Massachusetts Institute of Technology (MIT) professor Silvio Micali and graduate student Pablo Azar have developed a type of mathematical game called a rational proof, which varies interactive proofs by giving them an economic component. Rational proofs could have implications for cryptography, but they also could suggest new ways to structure incentives in contracts. Research on both interactive proofs and rational proofs falls under the designation of computational-complexity theory, which classifies computational problems according to how hard they are to solve. Although interactive proofs take millions of rounds of questioning, rational proofs enable researchers to establish one round of questioning. With rational proofs, “we have yet another twist, where, if you assign some game-theoretical rationality to the prover, then the proof is yet another thing that we didn’t think of in the past,” says Weizmann Institute of Science professor Moni Naor. Rational-proof systems that describe simple interactions also could have applications in crowdsourcing, Micali says. He notes that research on rational proofs is just getting started. “Right now, we’ve developed it for problems that are very, very hard,” Micali says. “But how about problems that are very, very simple?”

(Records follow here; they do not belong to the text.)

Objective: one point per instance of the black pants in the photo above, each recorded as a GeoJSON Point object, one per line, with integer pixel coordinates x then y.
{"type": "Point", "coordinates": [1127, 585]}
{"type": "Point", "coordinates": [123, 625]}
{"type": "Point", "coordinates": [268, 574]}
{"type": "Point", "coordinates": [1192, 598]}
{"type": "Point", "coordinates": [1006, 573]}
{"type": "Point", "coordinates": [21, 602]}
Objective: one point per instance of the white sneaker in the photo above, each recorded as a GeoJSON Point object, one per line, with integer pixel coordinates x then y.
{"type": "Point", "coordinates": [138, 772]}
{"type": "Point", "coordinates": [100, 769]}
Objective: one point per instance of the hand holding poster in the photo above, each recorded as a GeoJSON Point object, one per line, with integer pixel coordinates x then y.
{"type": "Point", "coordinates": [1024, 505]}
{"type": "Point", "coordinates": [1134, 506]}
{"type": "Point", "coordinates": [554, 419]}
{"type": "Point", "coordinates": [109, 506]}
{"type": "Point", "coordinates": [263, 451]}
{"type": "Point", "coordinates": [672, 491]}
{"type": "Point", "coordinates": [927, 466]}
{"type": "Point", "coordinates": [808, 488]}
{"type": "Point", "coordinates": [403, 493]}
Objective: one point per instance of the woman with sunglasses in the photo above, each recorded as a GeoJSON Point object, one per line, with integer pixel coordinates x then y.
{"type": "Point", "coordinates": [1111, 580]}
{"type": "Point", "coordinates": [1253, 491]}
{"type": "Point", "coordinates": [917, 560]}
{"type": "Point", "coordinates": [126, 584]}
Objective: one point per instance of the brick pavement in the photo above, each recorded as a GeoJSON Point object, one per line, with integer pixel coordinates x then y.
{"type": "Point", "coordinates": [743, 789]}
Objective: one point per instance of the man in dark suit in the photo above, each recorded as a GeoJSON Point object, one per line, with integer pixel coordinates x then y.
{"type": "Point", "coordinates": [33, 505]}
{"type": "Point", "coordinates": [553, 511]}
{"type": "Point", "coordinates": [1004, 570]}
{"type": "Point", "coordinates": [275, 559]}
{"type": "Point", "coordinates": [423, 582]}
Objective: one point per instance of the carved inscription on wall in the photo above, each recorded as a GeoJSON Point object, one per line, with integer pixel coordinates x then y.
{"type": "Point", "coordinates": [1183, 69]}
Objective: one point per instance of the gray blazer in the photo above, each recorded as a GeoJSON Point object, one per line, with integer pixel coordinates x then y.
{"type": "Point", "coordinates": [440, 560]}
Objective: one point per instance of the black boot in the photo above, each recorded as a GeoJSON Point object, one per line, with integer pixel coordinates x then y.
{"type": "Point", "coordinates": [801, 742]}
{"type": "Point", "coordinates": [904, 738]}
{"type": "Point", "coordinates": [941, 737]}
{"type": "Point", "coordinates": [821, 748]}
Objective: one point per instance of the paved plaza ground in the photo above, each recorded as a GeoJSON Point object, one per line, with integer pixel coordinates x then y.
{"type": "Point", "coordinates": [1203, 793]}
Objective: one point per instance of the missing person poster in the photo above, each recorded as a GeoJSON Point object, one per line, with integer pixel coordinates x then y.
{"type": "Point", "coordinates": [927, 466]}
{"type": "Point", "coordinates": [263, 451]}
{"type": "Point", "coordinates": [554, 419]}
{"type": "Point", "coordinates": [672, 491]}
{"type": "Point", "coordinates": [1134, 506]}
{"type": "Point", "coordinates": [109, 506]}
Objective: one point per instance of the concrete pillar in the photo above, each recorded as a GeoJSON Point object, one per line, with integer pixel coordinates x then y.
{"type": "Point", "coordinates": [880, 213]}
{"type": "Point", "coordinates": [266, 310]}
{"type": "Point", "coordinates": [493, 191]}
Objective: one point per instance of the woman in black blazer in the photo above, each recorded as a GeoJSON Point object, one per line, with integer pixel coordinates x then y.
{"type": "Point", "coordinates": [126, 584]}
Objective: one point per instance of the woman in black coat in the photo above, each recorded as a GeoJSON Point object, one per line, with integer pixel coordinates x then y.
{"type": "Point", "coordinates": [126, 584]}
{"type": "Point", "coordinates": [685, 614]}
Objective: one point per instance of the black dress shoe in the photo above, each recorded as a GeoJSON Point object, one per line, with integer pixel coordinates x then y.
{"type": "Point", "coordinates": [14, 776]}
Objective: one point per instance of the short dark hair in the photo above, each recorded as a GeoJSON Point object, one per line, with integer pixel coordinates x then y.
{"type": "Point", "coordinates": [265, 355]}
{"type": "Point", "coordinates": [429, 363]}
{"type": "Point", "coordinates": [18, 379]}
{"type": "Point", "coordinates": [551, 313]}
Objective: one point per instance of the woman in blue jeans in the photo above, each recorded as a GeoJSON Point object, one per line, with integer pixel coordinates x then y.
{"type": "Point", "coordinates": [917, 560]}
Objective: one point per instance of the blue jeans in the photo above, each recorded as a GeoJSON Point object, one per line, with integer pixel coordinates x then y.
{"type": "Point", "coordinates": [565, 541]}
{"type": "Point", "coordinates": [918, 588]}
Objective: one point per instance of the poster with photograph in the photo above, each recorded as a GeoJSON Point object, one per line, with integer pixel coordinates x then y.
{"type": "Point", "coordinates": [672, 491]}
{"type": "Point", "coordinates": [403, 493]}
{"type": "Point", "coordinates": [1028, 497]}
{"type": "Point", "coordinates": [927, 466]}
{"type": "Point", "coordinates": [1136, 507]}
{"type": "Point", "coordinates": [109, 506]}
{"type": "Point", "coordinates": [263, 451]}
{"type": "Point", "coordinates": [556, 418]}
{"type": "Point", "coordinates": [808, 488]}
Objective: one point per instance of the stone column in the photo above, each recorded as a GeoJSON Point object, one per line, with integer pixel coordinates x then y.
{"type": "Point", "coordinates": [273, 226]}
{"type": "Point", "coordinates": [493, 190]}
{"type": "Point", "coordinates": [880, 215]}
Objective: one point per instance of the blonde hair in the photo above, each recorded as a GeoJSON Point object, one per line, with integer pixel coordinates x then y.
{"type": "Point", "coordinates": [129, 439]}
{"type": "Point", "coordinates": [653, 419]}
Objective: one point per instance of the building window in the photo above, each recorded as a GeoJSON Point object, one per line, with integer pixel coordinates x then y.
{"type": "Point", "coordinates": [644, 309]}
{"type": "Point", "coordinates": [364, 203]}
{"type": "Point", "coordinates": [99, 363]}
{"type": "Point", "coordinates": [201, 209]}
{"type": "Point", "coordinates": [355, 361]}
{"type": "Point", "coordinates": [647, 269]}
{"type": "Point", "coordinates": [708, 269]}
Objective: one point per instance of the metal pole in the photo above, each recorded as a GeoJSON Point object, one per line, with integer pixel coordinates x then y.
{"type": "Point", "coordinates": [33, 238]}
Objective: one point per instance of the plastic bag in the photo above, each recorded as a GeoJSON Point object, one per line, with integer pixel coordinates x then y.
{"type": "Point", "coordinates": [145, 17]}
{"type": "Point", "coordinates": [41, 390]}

Dynasty? U of W Repeats as National Cyber Defense Champ.
Government Computer News (04/25/12) William Jackson

A team from the University of Washington recently won the National Collegiate Cyber Defense Competition for the second straight year, defeating regional champions from nine other schools. The tournament, which began in 2005, is part of a nationwide effort to identify and develop cybersecurity talent. The U.S. Air Force Academy finished second in the competition and Texas A&M University came in third. As part of the competition, each team was given an operational network for a fictional Web services hosting company with subsidiary retail operations, such as email, Web sites, data files and users. The network had to be operated and services maintained in the face of outside attacks. The teams were scored on their ability to maintain services while completing business tasks and lost points for failing to meet service-level agreements. In addition, cloud computing was a major component of the competition this year, says University of Washington cybersecurity program director Melody Kadenko. She notes that teamwork helped the Washington team win the competition. “The most important component was how they interact with each other,” Kadenko says. “They already had the knowledge … but you can’t teach how to get along with somebody.”

NSF, SRC Partner on Failure-Resistant Systems
CCC Blog (04/24/12) Erwin Gianchandani

The U.S. National Science Foundation (NSF) and the Semiconductor Research Corp. (SRC) recently announced Failure-Resistant Systems, a joint initiative that seeks proposals for new techniques that would ensure the reliability of systems. The proposals should focus on a system-level cross-layer approach to reliability, and encompass the failure mechanisms of both digital and analog components. Such a technique would potentially offer high reliability and lower power and performance overheads. “By distributing reliability across the system design stack, cross-layer approaches can take advantage of the information available at each level, including even application-level knowledge, to efficiently tolerate errors, aging, and variation,” the initiative’s solicitation says. “This will allow handling of different physical effects at the most efficient stack layer, and can be adapted to varying application needs, operating environments, and changing hardware state.” NSF and SRC plan to fund 15 to 20 awards, each ranging from $300,000 to $400,000, over three years. The deadline for proposals is June 26, 2012.